A trip out of town to parts
unknown was just what the doctor ordered. The question was, is the doctor a
quack? Loveless’ writer's block was so severe that he couldn't even decide what
genre he wanted to choose for his directorial debut.

Relax, J.D. You're getting ahead
of yourself. It's all waiting up there for you,
he told himself as he drove. He
looked up ahead and saw the mountain tops, his “Stairway to Heaven." It
was a long ascent. Arrowhead sat at an elevation of roughly 5,500 feet. It was
the first of October and Loveless was feeling optimistic. October was his
favorite month of the year because he loved Halloween and horror movies.
Loveless particularly liked possession stories and zombie flicks. “The
Exorcist” and “Night of the Living Dead” were two of his all time favorites.

The road was winding and locals
returning home up the mountain, whizzed past Loveless at break-neck speeds. At
about 4,000 feet elevation, the filmmaker encountered something he hadn’t
expected. Fog. This was not Los Angeles canyon fog either. This was mountain
fog, thick and scary. Loveless had never seen anything like this. It was
straight out of John Carpenter's eighties horror classic "The Fog."

‘They say when the fog comes
rolling in, the dead shall rise again.’

The filmmaker half expected a
pirate hook up the ass. Still, he marveled at this expression of nature. You
couldn't buy production value like this. Being the only one on the road without
fog lights, Loveless had to pull over more than once to let a line of locals drive
past who tossed him scornful looks. The filmmaker’s evil black stare back said,
Give me a break, fucknuts! First time up the mountain, okay?
Loveless
had found out from his friend Griffin that the locals called people who didn't
live in the mountains “flatlanders.” He thought,
They probably just call us
that so we would reciprocate by calling them highlanders. They must love that.
This brought to mind one of the filmmaker's favorite eighties cult films
“Highlander,” a fantasy about immortals who do battle with one another
throughout the ages. The classic song “Who Wants to Live Forever” from the
movie soundtrack by the iconic rock group Queen popped in Loveless’ head. He
hummed it the rest of the way up the mountain.
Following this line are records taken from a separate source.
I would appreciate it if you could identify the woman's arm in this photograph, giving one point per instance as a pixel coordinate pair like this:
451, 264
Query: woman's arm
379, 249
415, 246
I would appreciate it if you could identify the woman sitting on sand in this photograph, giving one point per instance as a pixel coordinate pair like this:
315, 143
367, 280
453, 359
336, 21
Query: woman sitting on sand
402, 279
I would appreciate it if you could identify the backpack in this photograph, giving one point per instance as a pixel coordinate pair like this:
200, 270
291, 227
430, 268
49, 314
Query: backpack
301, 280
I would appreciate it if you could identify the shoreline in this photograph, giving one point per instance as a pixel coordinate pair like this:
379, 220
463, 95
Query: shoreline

Loveless reached the top and
followed the sign that said Arrowhead. As he got closer to town, the fog peeled
back. The town was small, smaller than Loveless expected. There was only one
movie theater on the mountain. It played all of four movies and didn't have the
latest releases. That was the filmmaker's idea of roughing it. There were only
two supermarkets in Lake Arrowhead. Loveless grabbed a burger in a greasy spoon
restaurant frequented by locals, half of whom looked like lumberjacks, women
included. It seemed the mountains township was made up of two factions. One
faction was well-to-do older retired couples, the types who had resided in
places like the Pacific Palisades in Los Angeles. They were living out their
twilight years in scenic and rustic Lake Arrowhead - the Beverly Hills of the
mountains. The other faction was the people who had lived there all of their
lives. They populated the poorer surrounding areas - Twin Peaks, Crestline, and
Running Springs. Places where the average public school education stopped at
fifth grade. They definitely had that small town vibe. In Loveless’ head he
heard the fiddle music from the movie "Deliverance."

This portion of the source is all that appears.